And to add insult to injury, compensation is based on certain conditions. According to Adalah, ‘essentially, only those Bedouin whose villages were in the Siyag prior to the establishment of Israel and who still currently use their lands are eligible for partial compensation in the form of land. The internally displaced population, however, who claim land outside of the Siyag, can only receive monetary compensation.’ Furthermore, states Adalah, ‘compensation will amount to a maximum of 50 per cent of the land claimed, though reasonable estimates reveal that the Bedouin will receive only about 16 per cent.’

The Bedouin community have found their voices through the Regional Council for the Unrecognized Villages and Bikom – Planners for Planning Rights, who have joined them in their fight against the Prawer Plan.

In 2011, they created an alternative plan based on the existing villages remaining on their land, which, according to their joint statement, ‘would provide a basis for a viable development of the region, as a whole, while maintaining the principles of equality, recognition and justice.’

The alternative plan sets ‘protecting human rights, civil and gender equality, and distributive justice and affirmative action as the guiding principles for the planning of the Bedouin settlements.’

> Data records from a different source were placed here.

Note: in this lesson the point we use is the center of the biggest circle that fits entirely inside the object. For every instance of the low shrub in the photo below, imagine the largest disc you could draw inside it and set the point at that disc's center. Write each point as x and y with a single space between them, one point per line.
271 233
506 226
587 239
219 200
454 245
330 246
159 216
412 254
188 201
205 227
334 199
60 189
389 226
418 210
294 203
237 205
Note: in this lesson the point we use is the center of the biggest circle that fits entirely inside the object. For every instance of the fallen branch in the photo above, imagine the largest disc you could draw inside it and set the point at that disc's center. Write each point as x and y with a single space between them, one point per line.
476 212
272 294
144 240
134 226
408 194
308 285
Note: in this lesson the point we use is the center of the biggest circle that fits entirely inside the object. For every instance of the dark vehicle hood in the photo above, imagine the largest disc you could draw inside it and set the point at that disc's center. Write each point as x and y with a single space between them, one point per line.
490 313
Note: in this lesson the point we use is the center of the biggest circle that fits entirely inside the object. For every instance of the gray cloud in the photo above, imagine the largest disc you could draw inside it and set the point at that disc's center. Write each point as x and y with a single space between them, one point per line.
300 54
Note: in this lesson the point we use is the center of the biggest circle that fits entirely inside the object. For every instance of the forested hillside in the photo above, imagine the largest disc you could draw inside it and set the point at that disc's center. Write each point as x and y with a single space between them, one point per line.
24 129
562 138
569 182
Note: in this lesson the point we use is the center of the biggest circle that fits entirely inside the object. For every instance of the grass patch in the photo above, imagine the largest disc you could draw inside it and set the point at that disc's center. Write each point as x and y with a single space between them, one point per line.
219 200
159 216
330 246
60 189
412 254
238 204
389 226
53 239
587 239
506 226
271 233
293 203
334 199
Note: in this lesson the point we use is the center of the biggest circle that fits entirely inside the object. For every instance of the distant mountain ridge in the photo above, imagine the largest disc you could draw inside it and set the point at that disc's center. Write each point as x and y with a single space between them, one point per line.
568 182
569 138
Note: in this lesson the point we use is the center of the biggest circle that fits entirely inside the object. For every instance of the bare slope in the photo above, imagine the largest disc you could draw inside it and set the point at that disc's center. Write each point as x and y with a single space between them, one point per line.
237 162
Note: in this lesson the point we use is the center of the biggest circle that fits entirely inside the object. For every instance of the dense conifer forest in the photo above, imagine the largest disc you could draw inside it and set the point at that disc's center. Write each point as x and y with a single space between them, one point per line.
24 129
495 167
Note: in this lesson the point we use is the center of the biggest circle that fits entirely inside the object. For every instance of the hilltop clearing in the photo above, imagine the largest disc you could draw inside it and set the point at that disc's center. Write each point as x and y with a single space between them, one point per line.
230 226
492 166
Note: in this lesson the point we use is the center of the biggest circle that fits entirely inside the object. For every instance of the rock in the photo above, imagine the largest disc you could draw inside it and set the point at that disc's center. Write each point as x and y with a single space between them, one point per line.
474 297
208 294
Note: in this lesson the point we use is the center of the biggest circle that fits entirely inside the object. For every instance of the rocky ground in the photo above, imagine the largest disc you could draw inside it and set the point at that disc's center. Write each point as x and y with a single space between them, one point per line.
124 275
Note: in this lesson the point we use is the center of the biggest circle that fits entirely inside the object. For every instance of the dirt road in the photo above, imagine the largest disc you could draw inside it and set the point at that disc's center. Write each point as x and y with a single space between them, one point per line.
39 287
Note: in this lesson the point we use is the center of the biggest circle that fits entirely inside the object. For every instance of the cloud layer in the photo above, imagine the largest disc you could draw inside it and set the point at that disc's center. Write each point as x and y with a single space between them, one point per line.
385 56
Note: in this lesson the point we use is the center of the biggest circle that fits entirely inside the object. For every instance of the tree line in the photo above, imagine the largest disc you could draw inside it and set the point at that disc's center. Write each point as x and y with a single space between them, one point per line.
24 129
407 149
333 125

Other points concentrate on recognition of the villages in their current locations; involvement of the communities in determining their future and shaping their living space; consideration of the traditional Bedouin land system; maintenance of the Bedouin lifestyle, landscape and cultural heritage; creation of conditions to improve economic development and reduce economic gaps in the area; and protection of open areas and natural resources.

‘The Israeli government is moving in the dangerous direction of becoming an apartheid regime with a new way of dealing with Palestinian citizens of Israel,’ believes Abu Rass. ‘This is the first time since 1948 that certain areas are closed for Arab citizens. This is the first time since 1948 that Arab towns are being demolished and Jewish towns are being built on their ruins.’

He believes that the lands of the Negev are large enough to accommodate all government projects without destroying the Bedouin villages: ‘The criteria for creating a settlement is that it have a population of 40 people. The Negev’s Bedouins in the unrecognized villages amount to thousands of people, and they are asking for only five and one-half per cent of the land.’

The 35 unrecognized villages are not on any official map of Israel, creating a surreal lack of existence of the residents. If demolished, they will be just a memory of destroyed lives of people who refuse to remain invisible.